Tata Communications Redefines Connectivity with Innovation and IntelligenceDriving the next level of intelligence powered by Cloud, Mobility, Internet of Things, Collaboration, Security, Media services and Network services, we at Tata Communications are envisaging a New World of Communications
Job Title:
Sr. Engineer (Data Scientist/ML Engineer)
Role Summary:
We are hiring a Sr. Engineer (2+ years) for the AI CoE to build and deploy Generative AI, RAG, Agentic AI, and Machine Learning solutions. This role combines LLM-driven applications with strong ML fundamentals, supporting scalable and monetizable AI products for telecom and enterprise use cases.
Key Responsibilities:
- Build and deploy LLM-based applications, RAG, and Agentic RAG systems
- Develop multi-agent workflows using tools like LangChain, LlamaIndex, LangGraph , Azure, and AWS Bedrock
- Integrate MCP tools, APIs, and function-calling into AI systems
- Design prompting strategies, embeddings, and vector search pipelines using Milvus / FAISS / Pinecone
- Implement structured output generation for LLM responses (JSON/schema-driven outputs)

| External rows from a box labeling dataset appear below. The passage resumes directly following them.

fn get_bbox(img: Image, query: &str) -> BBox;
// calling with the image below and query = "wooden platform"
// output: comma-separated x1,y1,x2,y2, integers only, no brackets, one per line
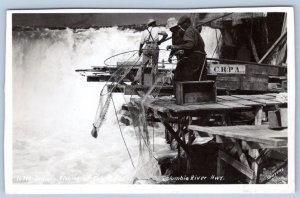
189,125,288,183
189,125,287,146
132,93,287,183
135,94,286,116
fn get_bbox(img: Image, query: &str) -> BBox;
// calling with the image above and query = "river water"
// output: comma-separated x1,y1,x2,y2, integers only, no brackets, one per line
12,27,216,184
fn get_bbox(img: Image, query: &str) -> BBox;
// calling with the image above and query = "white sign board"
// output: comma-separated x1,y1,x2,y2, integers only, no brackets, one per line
208,64,246,74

- Apply machine learning techniques (classification, clustering, predictive modeling) for telecom and enterprise use cases
- Perform data preprocessing, feature engineering, and model evaluation
- Optimize solutions for performance, scalability, cost, and latency
- Develop backend APIs using FastAPI for serving AI/ML models
- Containerize applications using Docker for scalable deployment
- Implement monitoring, logging, and observability using Grafana and ELK stack
- Enable LLM traceability and observability using Langfuse etc.
- Collaborate with product and engineering teams to deliver production-grade AI solutions
Required Skills:
- 2+ years of experience in Data Science / AI / Machine Learning /Gen AI
- Excellent proficiency in Python and working knowledge of SQL ( PostgreSQL preferred )
- Hands-on experience with Machine Learning algorithms and model development
- Strong understanding of ML concepts: supervised/unsupervised learning, feature engineering, model evaluation, bias-variance tradeoff
- Hands-on experience with LLMs, Generative AI, RAG architectures, and Agentic workflows
- Experience with LangChain / LlamaIndex / LangGraph / vector databases ( Milvus, FAISS, Pinecone )
- Experience building APIs using FastAPI
- Understanding of structured output handling in LLMs
- Solid foundation in statistics and data analysis
Good to Have:
- Exposure to MCP tools and LLM orchestration frameworks
- Experience with Agentic AI / multi-agent systems
- Cloud experience (Azure / AWS / GCP)
- Experience with Langfuse (LLM tracing & monitoring)
- Familiarity with Grafana, ELK stack for monitoring
- Experience with Docker-based deployments
Key Focus Areas:
- Agent-based chatbots & virtual assistants
- RAG-based knowledge systems
- Multi-agent automation workflows ( LangGraph-based )
- ML-driven use cases (prediction, recommendation, analytics) in telecom
- Scalable AI APIs and microservices using FastAPI
Additional Note:
Role involves hands-on Python coding and system design assessments, covering machine learning fundamentals, model building, RAG, LLMs, agent-based applications, LangGraph workflows , API development, and production deployment considerations (Docker, monitoring, traceability).